Please do! Which unit are you hunting? 


Sent from my iPhone using Michigan Sportsman mobile app


----------



## Trunkslammer

Pioneer


----------



## Former grunt

Trunkslammer said:


> DIY backcountry archery elk hunt in Idaho this September with my two hunting buds. Finally got started working out for the trip yesterday. 1.5 miles with 30lb pack yesterday, 1.5 miles today with 54lb pack and a 25 lb child piggyback for a good portion of it. Gunna hit the local sledding hill tomorrow and realize how out of shape I really am.
> 
> Im gunna start a thread soon as I have lots of questions still. None of us have done a hunt quite like this one!
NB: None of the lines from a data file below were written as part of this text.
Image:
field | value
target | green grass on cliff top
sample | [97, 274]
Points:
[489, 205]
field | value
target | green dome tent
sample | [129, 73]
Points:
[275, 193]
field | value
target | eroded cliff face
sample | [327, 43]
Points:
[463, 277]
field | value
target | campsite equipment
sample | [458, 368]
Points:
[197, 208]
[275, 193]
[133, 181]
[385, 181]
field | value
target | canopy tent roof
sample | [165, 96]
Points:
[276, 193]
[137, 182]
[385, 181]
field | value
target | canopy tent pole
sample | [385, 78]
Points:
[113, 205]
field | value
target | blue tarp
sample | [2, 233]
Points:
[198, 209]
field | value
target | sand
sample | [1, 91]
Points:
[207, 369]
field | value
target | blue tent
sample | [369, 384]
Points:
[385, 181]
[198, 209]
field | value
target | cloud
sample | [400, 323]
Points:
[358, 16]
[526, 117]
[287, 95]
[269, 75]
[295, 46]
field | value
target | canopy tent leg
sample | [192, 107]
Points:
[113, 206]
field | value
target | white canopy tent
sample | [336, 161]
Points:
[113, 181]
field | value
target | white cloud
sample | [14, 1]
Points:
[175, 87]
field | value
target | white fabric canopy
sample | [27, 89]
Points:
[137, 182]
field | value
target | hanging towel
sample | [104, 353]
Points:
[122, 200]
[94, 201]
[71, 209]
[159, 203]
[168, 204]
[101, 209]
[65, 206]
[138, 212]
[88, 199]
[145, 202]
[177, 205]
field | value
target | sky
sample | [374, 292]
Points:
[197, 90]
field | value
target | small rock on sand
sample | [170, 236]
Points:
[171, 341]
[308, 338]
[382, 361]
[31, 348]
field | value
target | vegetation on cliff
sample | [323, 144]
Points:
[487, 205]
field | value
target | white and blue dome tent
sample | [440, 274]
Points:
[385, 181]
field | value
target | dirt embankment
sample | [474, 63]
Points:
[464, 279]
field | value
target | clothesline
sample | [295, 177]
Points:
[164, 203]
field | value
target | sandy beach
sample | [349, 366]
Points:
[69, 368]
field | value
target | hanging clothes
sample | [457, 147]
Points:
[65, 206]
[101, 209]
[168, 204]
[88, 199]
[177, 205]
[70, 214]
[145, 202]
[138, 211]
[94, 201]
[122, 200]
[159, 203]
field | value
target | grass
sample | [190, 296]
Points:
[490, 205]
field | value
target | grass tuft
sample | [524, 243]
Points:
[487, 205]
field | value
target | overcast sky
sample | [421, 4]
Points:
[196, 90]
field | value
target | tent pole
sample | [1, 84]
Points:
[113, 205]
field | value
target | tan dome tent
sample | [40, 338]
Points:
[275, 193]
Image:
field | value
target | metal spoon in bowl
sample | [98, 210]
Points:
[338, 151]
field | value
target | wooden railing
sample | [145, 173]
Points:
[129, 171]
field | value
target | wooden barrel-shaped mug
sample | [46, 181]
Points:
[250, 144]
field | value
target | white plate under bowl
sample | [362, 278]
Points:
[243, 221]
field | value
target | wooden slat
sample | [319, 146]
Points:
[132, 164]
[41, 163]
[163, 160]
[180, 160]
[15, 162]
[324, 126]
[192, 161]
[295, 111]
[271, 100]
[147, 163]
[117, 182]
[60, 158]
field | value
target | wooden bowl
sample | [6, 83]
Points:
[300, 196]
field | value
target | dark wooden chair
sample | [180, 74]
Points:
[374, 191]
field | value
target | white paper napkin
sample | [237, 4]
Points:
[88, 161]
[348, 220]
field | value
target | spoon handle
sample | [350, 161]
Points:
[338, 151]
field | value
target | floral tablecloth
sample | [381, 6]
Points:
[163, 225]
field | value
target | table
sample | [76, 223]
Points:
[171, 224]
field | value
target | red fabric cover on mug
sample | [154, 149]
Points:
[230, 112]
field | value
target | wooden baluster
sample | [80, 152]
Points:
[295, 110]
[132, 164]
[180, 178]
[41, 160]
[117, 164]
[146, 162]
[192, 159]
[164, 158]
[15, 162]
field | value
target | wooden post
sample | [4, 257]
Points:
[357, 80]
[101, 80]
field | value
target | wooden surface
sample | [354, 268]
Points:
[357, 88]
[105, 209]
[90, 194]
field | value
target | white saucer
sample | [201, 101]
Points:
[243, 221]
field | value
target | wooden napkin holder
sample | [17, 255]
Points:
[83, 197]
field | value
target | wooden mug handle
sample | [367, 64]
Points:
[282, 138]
Good luck on your hunt. I leave in October to chase muleys and black bear in Idaho. I've been rucking some but plan on really getting back into after work slows down in acouple weeks. Those mountains will humble you real quick lol


----------



## steelyspeed

Trunkslammer said:


> Pioneer


Sweet. I have hunted Sawtooth and Middle Fork. You guys will have a great trip and quickly be humbled by time needed to travel short distances  


Sent from my iPhone using Michigan Sportsman mobile app


----------



## MallardMaster

Trunkslammer said:


> DIY backcountry archery elk hunt in Idaho this September with my two hunting buds. Finally got started working out for the trip yesterday. 1.5 miles with 30lb pack yesterday, 1.5 miles today with 54lb pack and a 25 lb child piggyback for a good portion of it. Gunna hit the local sledding hill tomorrow and realize how out of shape I really am.
> 
> Im gunna start a thread soon as I have lots of questions still. None of us have done a hunt quite like this one!
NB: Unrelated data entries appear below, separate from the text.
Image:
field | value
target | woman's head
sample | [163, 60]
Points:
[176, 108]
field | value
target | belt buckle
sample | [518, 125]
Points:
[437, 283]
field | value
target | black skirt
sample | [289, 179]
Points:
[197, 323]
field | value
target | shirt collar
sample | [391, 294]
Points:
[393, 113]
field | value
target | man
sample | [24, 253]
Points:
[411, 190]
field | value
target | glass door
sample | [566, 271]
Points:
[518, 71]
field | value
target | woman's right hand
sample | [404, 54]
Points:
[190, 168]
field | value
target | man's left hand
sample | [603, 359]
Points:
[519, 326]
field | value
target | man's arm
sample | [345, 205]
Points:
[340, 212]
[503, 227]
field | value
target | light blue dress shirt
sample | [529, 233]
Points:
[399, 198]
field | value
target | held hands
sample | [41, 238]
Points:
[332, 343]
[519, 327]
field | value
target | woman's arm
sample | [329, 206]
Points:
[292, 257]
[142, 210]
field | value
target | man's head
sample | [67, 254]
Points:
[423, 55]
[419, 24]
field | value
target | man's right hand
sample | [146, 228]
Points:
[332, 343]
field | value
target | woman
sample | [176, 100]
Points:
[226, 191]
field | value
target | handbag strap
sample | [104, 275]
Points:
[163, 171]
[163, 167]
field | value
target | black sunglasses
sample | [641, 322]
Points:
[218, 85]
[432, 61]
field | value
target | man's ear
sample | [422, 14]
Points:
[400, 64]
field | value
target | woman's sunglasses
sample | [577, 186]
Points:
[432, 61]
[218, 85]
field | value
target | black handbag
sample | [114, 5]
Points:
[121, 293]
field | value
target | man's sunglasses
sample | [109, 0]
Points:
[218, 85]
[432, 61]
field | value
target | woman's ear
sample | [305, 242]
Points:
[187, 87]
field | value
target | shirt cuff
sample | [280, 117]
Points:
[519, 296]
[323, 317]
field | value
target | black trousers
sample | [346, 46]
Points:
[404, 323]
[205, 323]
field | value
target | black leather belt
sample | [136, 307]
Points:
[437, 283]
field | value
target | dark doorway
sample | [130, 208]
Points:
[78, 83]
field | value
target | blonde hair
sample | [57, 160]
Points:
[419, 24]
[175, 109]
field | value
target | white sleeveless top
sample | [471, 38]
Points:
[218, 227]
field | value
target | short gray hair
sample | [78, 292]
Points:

I hear ya brother!! I probably should have started a month ago but I allowed myself to add on some more weight!! I just need to get a good pack to walk around in. Been hemming and hawing on the SG sight for months and I am just not sure what pack to pull the trigger on!!


----------



## Trunkslammer

I bought a Mystery Ranch pack last year and so far im really happy with it. Hit a local sledding hill today with 54lb pack and lets just say I realize I have a long ways to go before Ill be a certified Rocky Mountain ninja. This dam sledding hill kicked my butt and im a pretty active guy. Hopefully wont be too sore tomorrow.


----------



## outdoorsaddict99

Ill be heading to Colorado for half the month of September for OTC diy backcountry archery elk, and black bear. Second year in a row after striking out last year, had a great trip last year with several close calls buy couldn't connect the dots. Fingers crossed this year is different.


----------



## Old Shortstop

Dall's sheep and mountain caribou in the NWT this year. Did this hunt when I was 40, should be interesting at 60.

D.P.


----------



## Huntmaster143

Old Shortstop said:


> Dall's sheep and mountain caribou in the NWT this year. Did this hunt when I was 40, should be interesting at 60.
> 
> D.P.


Who are you hunting with in NWT? I'll be up with Canol in September for moose and caribou. Killed my dall with them a couple years ago.

Good luck, it's a beautiful area as you know!

Sent from my SM-G975U using Tapatalk


----------



## Old Shortstop

I will be with Arctic Red River. I hunted with them in 1999 also. Kelly Hougen owned it then and Tavis Molnar owns it now. Tavis was a guide the last time I was there.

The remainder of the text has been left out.